A A A
Home Trading News Currency Dollar AS Menguat, Lonjakan Kasus Covid-19 dan Stimulus AS Masih Mendominasi

Dollar AS Menguat, Lonjakan Kasus Covid-19 dan Stimulus AS Masih Mendominasi

PDFPrint

USD-8Dolar mendapat dukungan pada hari Senin, karena melonjaknya kasus virus korona di Eropa dan Amerika Serikat dan kurangnya kemajuan menuju paket stimulus AS membuat para pedagang dalam suasana hati yang hati-hati, meskipun harapan untuk kesepakatan perdagangan Brexit tetap stabil.

Terhadap enam mata uang, greenback diperdagangkan antara stabil dan sedikit lebih kuat di awal sesi Asia, melayang di sekitar tengah kisaran yang telah dipegangnya selama berbulan-bulan.

Terhadap dolar Australia yang sensitif terhadap risiko dan dolar Selandia Baru, itu naik sekitar 0,1%. Sterling, bagaimanapun, naik sedikit menjadi $ 1,3054 hari ini.

Amerika Serikat telah mencatat jumlah kasus COVID-19 baru tertinggi selama dua hari berturut-turut, sementara Italia telah memerintahkan restoran dan bar untuk tutup pada pukul 6 sore. saat gelombang baru infeksi melanda Eropa.

Ketua DPR AS Nancy Pelosi mengatakan pada hari Minggu bahwa dia mengharapkan tanggapan Gedung Putih pada hari Senin mengenai rencana pengeluaran stimulus terbaru - tetapi ada beberapa tanda nyata bahwa kesepakatan yang lama terhenti sebenarnya lebih dekat.

"Kombinasi dari surutnya harapan untuk kesepakatan fiskal pra-pemilihan dan berita tentang COVID dan kemungkinan penguncian yang lebih ketat sudah cukup untuk menggigit pasar saham," kata Ray Attrill, kepala strategi FX di National Australia Bank.

Dia mengatakan penurunan di S&P 500 futures (ESc1) telah meluas ke pasar mata uang, di mana para pedagang juga dalam suasana hati-hati menjelang pemilihan AS pada 3 November.
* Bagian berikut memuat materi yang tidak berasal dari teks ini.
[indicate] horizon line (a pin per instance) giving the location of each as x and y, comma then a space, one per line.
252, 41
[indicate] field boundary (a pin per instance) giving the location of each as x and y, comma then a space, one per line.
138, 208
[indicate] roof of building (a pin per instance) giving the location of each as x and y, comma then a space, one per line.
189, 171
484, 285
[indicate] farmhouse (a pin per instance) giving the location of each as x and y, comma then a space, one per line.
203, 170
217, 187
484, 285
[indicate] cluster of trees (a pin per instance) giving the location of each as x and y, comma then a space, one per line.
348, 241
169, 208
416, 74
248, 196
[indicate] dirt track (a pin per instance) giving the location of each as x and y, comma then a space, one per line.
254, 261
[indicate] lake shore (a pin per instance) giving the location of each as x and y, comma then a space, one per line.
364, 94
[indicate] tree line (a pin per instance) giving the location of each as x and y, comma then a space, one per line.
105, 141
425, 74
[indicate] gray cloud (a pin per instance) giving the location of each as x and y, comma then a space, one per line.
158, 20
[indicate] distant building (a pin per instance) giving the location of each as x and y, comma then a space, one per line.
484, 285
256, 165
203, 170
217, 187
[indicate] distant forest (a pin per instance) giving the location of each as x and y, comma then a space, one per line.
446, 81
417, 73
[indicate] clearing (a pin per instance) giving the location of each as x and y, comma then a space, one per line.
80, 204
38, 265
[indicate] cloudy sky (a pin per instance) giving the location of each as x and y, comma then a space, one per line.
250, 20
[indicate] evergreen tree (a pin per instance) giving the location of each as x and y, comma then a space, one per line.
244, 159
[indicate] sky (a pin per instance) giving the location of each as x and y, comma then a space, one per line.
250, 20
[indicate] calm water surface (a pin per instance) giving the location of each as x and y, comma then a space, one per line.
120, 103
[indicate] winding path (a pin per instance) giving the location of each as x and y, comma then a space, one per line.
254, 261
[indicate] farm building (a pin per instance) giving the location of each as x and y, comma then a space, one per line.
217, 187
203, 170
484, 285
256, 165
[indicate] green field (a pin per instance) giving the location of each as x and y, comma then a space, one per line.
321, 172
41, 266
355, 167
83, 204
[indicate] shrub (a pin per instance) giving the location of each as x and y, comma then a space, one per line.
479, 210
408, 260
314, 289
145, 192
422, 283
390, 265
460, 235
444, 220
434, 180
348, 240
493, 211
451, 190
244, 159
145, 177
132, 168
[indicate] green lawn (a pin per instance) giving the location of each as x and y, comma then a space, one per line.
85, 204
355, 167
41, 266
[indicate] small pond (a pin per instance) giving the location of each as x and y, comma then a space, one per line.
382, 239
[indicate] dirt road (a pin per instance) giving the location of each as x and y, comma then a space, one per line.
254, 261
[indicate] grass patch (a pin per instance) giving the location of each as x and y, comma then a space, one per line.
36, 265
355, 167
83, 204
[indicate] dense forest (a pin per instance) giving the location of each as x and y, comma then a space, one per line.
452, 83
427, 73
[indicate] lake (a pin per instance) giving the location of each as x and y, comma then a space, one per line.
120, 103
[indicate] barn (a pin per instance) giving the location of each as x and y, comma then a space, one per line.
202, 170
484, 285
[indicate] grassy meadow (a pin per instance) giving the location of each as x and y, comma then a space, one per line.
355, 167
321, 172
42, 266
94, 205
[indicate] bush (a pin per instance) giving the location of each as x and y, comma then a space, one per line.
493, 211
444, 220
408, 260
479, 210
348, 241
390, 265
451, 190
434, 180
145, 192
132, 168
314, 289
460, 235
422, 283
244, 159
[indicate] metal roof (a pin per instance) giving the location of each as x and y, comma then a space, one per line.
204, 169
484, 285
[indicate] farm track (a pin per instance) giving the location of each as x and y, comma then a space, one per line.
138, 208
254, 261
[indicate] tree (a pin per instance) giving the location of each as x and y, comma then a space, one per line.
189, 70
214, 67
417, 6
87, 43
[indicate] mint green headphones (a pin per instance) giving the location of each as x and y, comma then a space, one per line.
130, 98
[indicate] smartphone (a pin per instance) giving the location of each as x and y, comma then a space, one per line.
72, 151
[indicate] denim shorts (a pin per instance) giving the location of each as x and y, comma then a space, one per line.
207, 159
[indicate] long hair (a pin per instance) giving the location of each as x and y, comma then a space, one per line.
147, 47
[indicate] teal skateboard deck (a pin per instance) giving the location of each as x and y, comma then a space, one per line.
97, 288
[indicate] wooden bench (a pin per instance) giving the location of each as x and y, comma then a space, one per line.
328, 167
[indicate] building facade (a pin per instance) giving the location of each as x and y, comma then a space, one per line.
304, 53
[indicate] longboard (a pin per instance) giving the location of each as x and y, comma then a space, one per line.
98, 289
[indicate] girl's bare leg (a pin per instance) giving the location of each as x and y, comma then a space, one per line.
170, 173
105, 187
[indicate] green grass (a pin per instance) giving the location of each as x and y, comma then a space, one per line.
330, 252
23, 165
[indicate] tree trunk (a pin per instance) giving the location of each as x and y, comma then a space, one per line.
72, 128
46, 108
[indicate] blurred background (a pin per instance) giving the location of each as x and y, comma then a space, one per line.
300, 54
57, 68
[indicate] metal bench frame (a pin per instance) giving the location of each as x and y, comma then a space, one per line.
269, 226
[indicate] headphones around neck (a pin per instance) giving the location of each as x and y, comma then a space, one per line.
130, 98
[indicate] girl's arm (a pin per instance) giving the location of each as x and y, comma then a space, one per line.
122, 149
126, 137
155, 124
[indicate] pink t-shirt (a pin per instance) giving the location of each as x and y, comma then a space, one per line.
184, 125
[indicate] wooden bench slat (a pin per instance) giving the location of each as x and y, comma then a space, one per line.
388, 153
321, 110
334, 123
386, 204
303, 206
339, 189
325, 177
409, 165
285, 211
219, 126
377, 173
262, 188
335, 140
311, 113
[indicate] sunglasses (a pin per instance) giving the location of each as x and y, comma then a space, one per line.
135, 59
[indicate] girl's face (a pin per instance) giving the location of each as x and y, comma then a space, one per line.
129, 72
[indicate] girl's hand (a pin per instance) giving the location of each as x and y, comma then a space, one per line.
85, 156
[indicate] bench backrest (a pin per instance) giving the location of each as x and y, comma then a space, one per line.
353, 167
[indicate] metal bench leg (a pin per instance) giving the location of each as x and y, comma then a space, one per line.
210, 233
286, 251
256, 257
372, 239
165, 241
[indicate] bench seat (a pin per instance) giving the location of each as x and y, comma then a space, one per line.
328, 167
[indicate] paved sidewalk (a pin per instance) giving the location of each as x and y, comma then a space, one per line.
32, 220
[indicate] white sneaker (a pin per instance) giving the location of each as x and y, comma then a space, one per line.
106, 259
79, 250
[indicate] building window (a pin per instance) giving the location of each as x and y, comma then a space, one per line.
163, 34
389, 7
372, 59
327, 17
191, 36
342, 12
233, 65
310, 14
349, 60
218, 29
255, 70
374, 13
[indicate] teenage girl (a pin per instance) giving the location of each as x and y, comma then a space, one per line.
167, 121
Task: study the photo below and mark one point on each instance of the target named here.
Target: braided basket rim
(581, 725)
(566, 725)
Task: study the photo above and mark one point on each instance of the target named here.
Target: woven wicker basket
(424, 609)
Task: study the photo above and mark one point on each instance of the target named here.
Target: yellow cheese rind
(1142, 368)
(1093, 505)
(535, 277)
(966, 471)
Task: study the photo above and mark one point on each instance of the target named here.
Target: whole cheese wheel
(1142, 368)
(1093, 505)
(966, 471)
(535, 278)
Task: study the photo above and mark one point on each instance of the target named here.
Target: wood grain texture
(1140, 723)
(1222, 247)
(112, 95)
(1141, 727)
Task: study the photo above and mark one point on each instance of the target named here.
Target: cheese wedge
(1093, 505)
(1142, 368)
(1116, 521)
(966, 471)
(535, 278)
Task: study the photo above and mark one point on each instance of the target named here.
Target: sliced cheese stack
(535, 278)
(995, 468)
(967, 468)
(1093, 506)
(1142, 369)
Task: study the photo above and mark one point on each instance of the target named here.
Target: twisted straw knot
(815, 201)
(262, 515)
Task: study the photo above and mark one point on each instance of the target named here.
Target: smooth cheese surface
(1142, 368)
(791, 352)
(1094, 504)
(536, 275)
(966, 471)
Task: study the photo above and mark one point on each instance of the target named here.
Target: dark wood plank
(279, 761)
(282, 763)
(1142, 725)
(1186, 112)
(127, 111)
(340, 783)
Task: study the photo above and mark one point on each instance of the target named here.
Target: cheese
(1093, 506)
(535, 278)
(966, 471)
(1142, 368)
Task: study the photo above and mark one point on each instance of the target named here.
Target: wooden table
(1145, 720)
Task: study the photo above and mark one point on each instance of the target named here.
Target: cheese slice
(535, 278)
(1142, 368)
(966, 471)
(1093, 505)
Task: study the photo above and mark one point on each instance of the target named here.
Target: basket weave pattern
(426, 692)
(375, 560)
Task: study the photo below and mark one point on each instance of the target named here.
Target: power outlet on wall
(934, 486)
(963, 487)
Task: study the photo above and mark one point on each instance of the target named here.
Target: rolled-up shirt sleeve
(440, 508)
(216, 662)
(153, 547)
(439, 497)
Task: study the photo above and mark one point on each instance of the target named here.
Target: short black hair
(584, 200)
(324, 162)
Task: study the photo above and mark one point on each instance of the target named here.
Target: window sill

Mata uang safe-haven yen Jepang naik tipis menjadi 104,72 per dolar dan euro tergelincir 0,1% menjadi $ 1,1848.

Analis memperkirakan bahwa kemenangan Joe Biden minggu depan, terutama jika Demokrat memenangkan kendali Senat, kemungkinan akan menandai paket stimulus AS yang besar dan melemahkan dolar karena pengeluaran meningkatkan sentimen pasar.

"Tidak ada yang menunjukkan bahwa kesenjangan jajak pendapat Biden menyempit, tetapi Anda dapat mengharapkan bahwa nada risiko dapat menjadi sedikit lebih berhati-hati saat kita mendekati Selasa depan," kata Attrill dari Sydney.

"Tetapi melawan itu, ada pandangan yang akan saya setujui, bahwa jika pada pertengahan minggu depan kami mendapatkan kemenangan Biden yang bersih ... reaksi jangka pendek untuk itu akan sangat berisiko positif dan dolar AS negatif. . "

Penurunan tipis di Aussie terjadi meskipun ada dukungan awal setelah pengumuman tawaran pengambilalihan semua tunai $ 6,6 miliar dari Coca-Cola European Partners untuk pembotolan lokal Coca-Cola Amatil.

Di tempat lain harapan untuk terobosan dalam kebuntuan kesepakatan perdagangan antara Inggris dan Eropa menahan pound stabil di atas $ 1,30. Selama akhir pekan, salah satu menteri Inggris mengatakan ada peluang bagus untuk kesepakatan perdagangan.

Sementara para pemimpin teratas China memetakan arah ekonomi negara itu untuk 2021-2025 pada pertemuan penting yang dimulai pada hari Senin, dan dapat mengadopsi target pertumbuhan yang lebih rendah atau lebih fleksibel.

Yuan, yang telah melonjak lebih dari 7% sejak Mei karena China telah memimpin pemulihan dunia dari pandemi COVID-19, stabil dalam perdagangan luar negeri pada 6,6631 per dolar.

Ringgit Malaysia dibuka lebih kuat pada hari Senin setelah Raja Al-Sultan Abdullah pada Minggu menolak permintaan Perdana Menteri Muhyiddin Yassin agar dia mengumumkan keadaan darurat./R

Follow us on Twitter to get more news updates.
 
© 1999-2020 PT Gatra Mega Berjangka (Money Mall). Hak cipta dilindungi Undang-Undang.